Including through Prayer

 

 

Including through Prayer

​Accessible and inclusive

 
We celebrate every effort faith communities make to become more accessible to all. Yet a church that stops at accessibility is like a home-run hitter who stops running at first base, implies author Brett Webb-Mitchell. When a church installs a lift or ramp, we cheer. Getting in the door is essential. But once people with disabilities are inside, let’s not stop until they are fully included in the body of Christ. 

Prayer can engage the whole body. See Praying the Lord's Prayer as a Body Prayer for ideas and a model to follow.

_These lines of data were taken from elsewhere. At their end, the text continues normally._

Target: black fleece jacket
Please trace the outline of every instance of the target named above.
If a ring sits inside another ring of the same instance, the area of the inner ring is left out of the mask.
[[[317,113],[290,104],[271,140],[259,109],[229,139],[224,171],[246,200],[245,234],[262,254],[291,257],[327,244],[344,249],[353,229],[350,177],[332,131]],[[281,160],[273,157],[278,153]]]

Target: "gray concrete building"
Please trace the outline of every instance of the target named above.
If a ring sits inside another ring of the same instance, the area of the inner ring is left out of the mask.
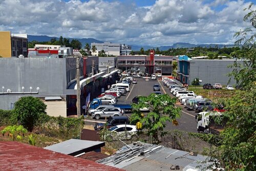
[[[32,96],[41,98],[47,104],[47,110],[51,110],[47,111],[49,115],[67,117],[75,114],[76,60],[75,57],[0,58],[0,88],[2,89],[0,109],[12,109],[20,97]],[[99,72],[97,56],[81,58],[80,61],[80,82],[86,79],[80,87],[83,102],[89,93],[90,99],[95,98],[101,93],[102,87],[107,86],[106,81],[114,82],[115,77],[108,79],[109,75],[105,71]]]
[[[178,79],[181,82],[191,85],[196,78],[202,82],[201,85],[206,83],[212,84],[219,83],[222,85],[235,85],[236,81],[232,78],[228,83],[230,77],[227,74],[233,69],[228,68],[236,61],[242,63],[243,61],[233,59],[191,59],[187,56],[181,56],[178,61]]]

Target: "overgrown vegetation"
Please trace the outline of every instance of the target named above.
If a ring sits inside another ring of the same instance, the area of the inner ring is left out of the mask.
[[[13,129],[10,128],[24,126],[25,128],[29,128],[29,131],[33,134],[26,137],[25,141],[21,140],[22,142],[41,146],[52,144],[51,140],[56,142],[80,138],[84,125],[82,117],[77,119],[49,116],[45,113],[46,106],[38,98],[25,97],[15,103],[13,110],[0,110],[0,126],[10,125],[4,128],[3,130],[6,129],[6,131],[3,131],[5,132],[3,133],[11,131],[12,135]],[[28,123],[28,121],[31,123]],[[44,141],[48,142],[45,143]]]
[[[164,130],[167,121],[178,124],[176,118],[180,116],[180,108],[174,106],[175,98],[167,94],[158,95],[152,93],[148,96],[139,96],[138,104],[133,103],[133,114],[131,121],[135,124],[139,122],[142,124],[142,129],[147,136],[152,138],[150,143],[158,144],[160,137],[166,134]],[[142,114],[140,109],[146,108],[150,112]]]

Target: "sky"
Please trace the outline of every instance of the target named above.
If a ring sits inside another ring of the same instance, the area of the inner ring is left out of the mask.
[[[243,9],[253,2],[0,0],[0,31],[138,46],[232,44],[234,33],[250,26]]]

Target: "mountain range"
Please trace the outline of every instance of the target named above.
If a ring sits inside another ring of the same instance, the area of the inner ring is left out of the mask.
[[[56,38],[57,39],[58,39],[58,37],[50,37],[46,35],[28,35],[28,38],[29,39],[29,41],[32,41],[33,40],[35,40],[37,41],[48,41],[51,40],[52,38]],[[82,44],[82,46],[84,47],[85,45],[87,43],[88,43],[89,45],[91,45],[92,42],[96,43],[102,43],[104,41],[98,40],[92,38],[67,38],[71,41],[72,39],[77,39]],[[154,46],[138,46],[138,45],[131,45],[132,49],[134,51],[138,51],[140,50],[141,48],[143,48],[144,50],[147,50],[150,49],[156,49],[158,48],[160,51],[166,51],[168,50],[169,49],[177,49],[177,48],[192,48],[194,47],[206,47],[206,48],[210,48],[210,47],[215,47],[216,46],[218,46],[219,48],[223,48],[224,47],[226,48],[231,48],[235,46],[234,45],[222,45],[222,44],[191,44],[189,43],[186,42],[177,42],[173,44],[172,46],[158,46],[158,47],[154,47]]]

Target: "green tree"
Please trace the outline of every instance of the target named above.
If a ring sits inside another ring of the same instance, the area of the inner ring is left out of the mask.
[[[160,53],[160,51],[159,50],[159,48],[158,48],[158,47],[157,47],[157,48],[156,49],[156,54],[160,54],[161,53]]]
[[[90,47],[90,45],[88,43],[87,43],[86,44],[86,46],[84,46],[84,49],[86,49],[88,52],[90,52],[90,50],[91,50],[91,47]]]
[[[93,45],[93,46],[92,47],[92,52],[93,52],[93,53],[95,53],[96,52],[96,50],[97,48],[95,45]]]
[[[131,51],[131,52],[130,53],[130,54],[131,55],[135,55],[135,52],[134,52],[134,51],[132,50],[132,51]]]
[[[64,37],[63,39],[63,44],[64,46],[66,47],[70,47],[70,43],[69,42],[69,39]]]
[[[46,115],[46,105],[38,98],[23,97],[14,104],[13,119],[31,132],[39,115],[42,114]]]
[[[256,11],[252,10],[245,15],[255,28]],[[242,85],[243,90],[237,91],[234,96],[225,99],[227,111],[223,115],[227,121],[224,130],[220,133],[220,145],[211,148],[210,155],[220,161],[227,170],[256,170],[256,59],[254,36],[250,35],[250,29],[246,28],[234,34],[239,38],[236,43],[243,44],[247,52],[243,54],[242,65],[234,62],[233,70],[229,75]],[[255,32],[255,30],[254,32]],[[246,34],[245,34],[246,33]]]
[[[8,126],[1,131],[1,133],[3,136],[4,136],[6,133],[8,133],[10,137],[12,138],[12,140],[15,141],[16,139],[21,139],[22,137],[20,135],[22,134],[24,137],[24,133],[28,132],[28,130],[25,129],[23,125],[13,125]]]
[[[79,52],[82,54],[82,55],[83,56],[87,56],[88,54],[86,52],[86,51],[84,51],[84,50],[83,49],[81,49],[80,50],[79,50]]]
[[[70,42],[70,47],[72,47],[73,49],[81,49],[82,47],[82,44],[77,39],[73,39]]]
[[[59,38],[59,45],[63,46],[64,45],[64,42],[63,42],[63,37],[60,36]]]
[[[99,52],[99,54],[98,54],[98,56],[104,57],[104,56],[106,56],[106,55],[105,53],[105,51],[104,51],[103,50],[102,50]]]
[[[176,98],[171,98],[168,94],[156,95],[154,93],[138,98],[138,104],[132,104],[134,110],[131,117],[131,122],[142,123],[143,129],[152,138],[153,143],[158,144],[161,141],[159,135],[162,137],[166,133],[164,130],[166,122],[173,121],[174,124],[178,124],[176,118],[180,116],[180,109],[174,106]],[[144,116],[139,110],[144,108],[150,110]]]
[[[140,54],[141,55],[144,55],[144,48],[140,48]]]

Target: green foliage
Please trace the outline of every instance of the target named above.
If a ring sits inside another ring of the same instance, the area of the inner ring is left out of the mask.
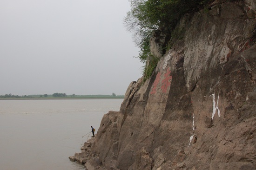
[[[156,57],[150,55],[149,61],[148,64],[144,67],[143,75],[144,76],[143,80],[144,81],[152,74],[155,69],[157,65],[159,59]]]
[[[146,64],[150,55],[149,40],[154,31],[170,35],[183,15],[195,12],[210,1],[130,0],[131,11],[124,18],[124,25],[128,31],[133,33],[134,40],[141,50],[138,56],[141,61]],[[148,75],[149,70],[154,68],[155,63],[151,64],[145,66],[144,74]]]

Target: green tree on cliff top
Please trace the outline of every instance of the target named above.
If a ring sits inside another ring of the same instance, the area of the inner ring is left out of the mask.
[[[138,58],[145,63],[150,56],[149,40],[154,31],[171,33],[181,17],[194,12],[210,0],[130,0],[131,11],[124,19],[128,31],[140,48]]]

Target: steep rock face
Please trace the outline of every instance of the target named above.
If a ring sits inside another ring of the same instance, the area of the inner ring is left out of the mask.
[[[181,20],[183,38],[102,118],[86,167],[256,169],[255,4],[216,1]]]

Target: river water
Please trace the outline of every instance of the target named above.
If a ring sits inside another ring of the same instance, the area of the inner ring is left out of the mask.
[[[91,125],[96,134],[103,115],[118,111],[122,101],[0,100],[0,170],[84,169],[68,157],[81,151]]]

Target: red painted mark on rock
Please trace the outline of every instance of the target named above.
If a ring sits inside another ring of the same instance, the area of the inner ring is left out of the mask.
[[[162,92],[163,93],[165,93],[167,91],[167,88],[171,85],[172,76],[170,75],[170,74],[171,71],[169,67],[168,67],[166,73],[164,74],[164,79],[162,81],[162,85],[161,86],[161,89],[162,89]]]
[[[158,72],[157,75],[156,75],[156,77],[155,78],[155,79],[154,82],[154,84],[153,84],[153,88],[151,92],[150,92],[150,94],[155,94],[156,92],[156,87],[160,81],[160,72]]]
[[[170,68],[168,68],[166,72],[164,75],[164,78],[161,81],[161,90],[163,93],[166,93],[168,87],[171,85],[172,76],[170,75],[170,74],[171,71],[170,70]],[[158,72],[153,84],[153,88],[150,94],[155,94],[156,92],[157,85],[159,84],[161,79],[160,72]]]

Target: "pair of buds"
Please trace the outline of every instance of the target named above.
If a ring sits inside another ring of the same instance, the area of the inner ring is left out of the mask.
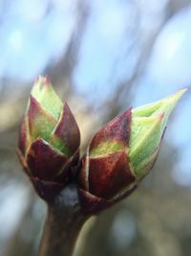
[[[35,81],[20,127],[18,154],[37,194],[52,201],[70,183],[82,210],[96,213],[128,196],[153,167],[167,119],[185,90],[127,109],[96,133],[80,157],[80,132],[48,78]]]

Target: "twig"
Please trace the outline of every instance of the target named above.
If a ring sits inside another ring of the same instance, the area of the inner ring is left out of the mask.
[[[77,188],[74,185],[66,187],[48,205],[48,217],[38,256],[71,256],[87,219],[81,212]]]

What does it mean for a faith community to fully include, welcome, and embrace persons with a variety of developmental and intellectual disabilities? While the scope of this question is large, every faith community can identify and move forward toward greater inclusion in specific, small ways. Consider one simple yet profound aspect of every congregation’s life together: prayer. 
 
Worshiping alongside
“People with and without developmental disabilities should worship alongside each other,” contends Erik Carter in Including People with Disabilities in Faith Communities: A Guide for Service Providers, Families, and Congregations. 
 
A new resource, Rhythms of Grace: Worship and Faith Formation for Children and Families with Special Needs​ (by Audrey Scanlan and Linda Snyder) offers worship materials to help make such worship a rich experience for all. 
 
Its authors believe that anyone can benefit from experienced-based worship, and to that end, they offer a series of monthly, scripture-based sessions and worship resources. Together these comprise a curriculum for year one of a liturgical cycle. Episcopal in heritage and ecumenical in focus, the book outlines specific ideas for developmentally appropriate and experienced-based activities in worship to provide spiritual nurture and meaningful faith formation. 
 
The authors take “a truly full-bodied approach to worship and faith formation,” offering an invitation for participation for all members and welcome for the whole Body of Christ, with particular sensitivity to the needs of persons with disabilities. 
 
Slowing down 
Whether we realize it or not, our traditions sometimes exclude certain persons. For example, think about how your congregation prays together the prayer that our Lord taught us to pray. Do the words, “Our Father,” signal a NASCAR green flag to worshippers, who race through the lines of the prayer as fast as possible and get to that checkered flag “amen” in one breath? Many people get left behind when we rush through prayer. 
 
Power and meaning may emerge from merely slowing the pace of the Lord’s Prayer in a service. Beyond allowing room for reflection and deeper meaning, putting away the green flag helps a congregation to involve those who may have a hearing impairment or who cannot speak or think rapidly. Simply slowing the pace creates a moment of greater inclusion in the worshiping community. This is to be celebrated! 
 
Praying with our bodies 
A body prayer is another form that Rhythms of Grace suggests for experience-based worship. A body prayer invites the whole body to be involved in worship. We often think that using our bodies in worship is only for children (for example, using motions to a song, pointing to Heaven in the sky, etc.). But one can argue that movement is an increased meaning-maker for all of us. 
 
Praying with our bodies is not something we do just for those without verbal communication ability; it is a step toward creating deeper meaning for all. (Granted, praying a body prayer in the presence of a person who is limited in the use of their body could create a different kind of exclusion; this is why implementing a variety of strategies is important within the life of a congregation.) 
 
Rhythms of Grace provides clear visual aids for the Lord’s Prayer with movement (page 113) that can easily be shared in a bulletin insert, or better yet, taught by a confident and encouraging worship leader. See the link below for a different version online. As your congregation shares in vulnerability through learning an unfamiliar form of prayer, may the Spirit find an opportunity for sharing grace with all!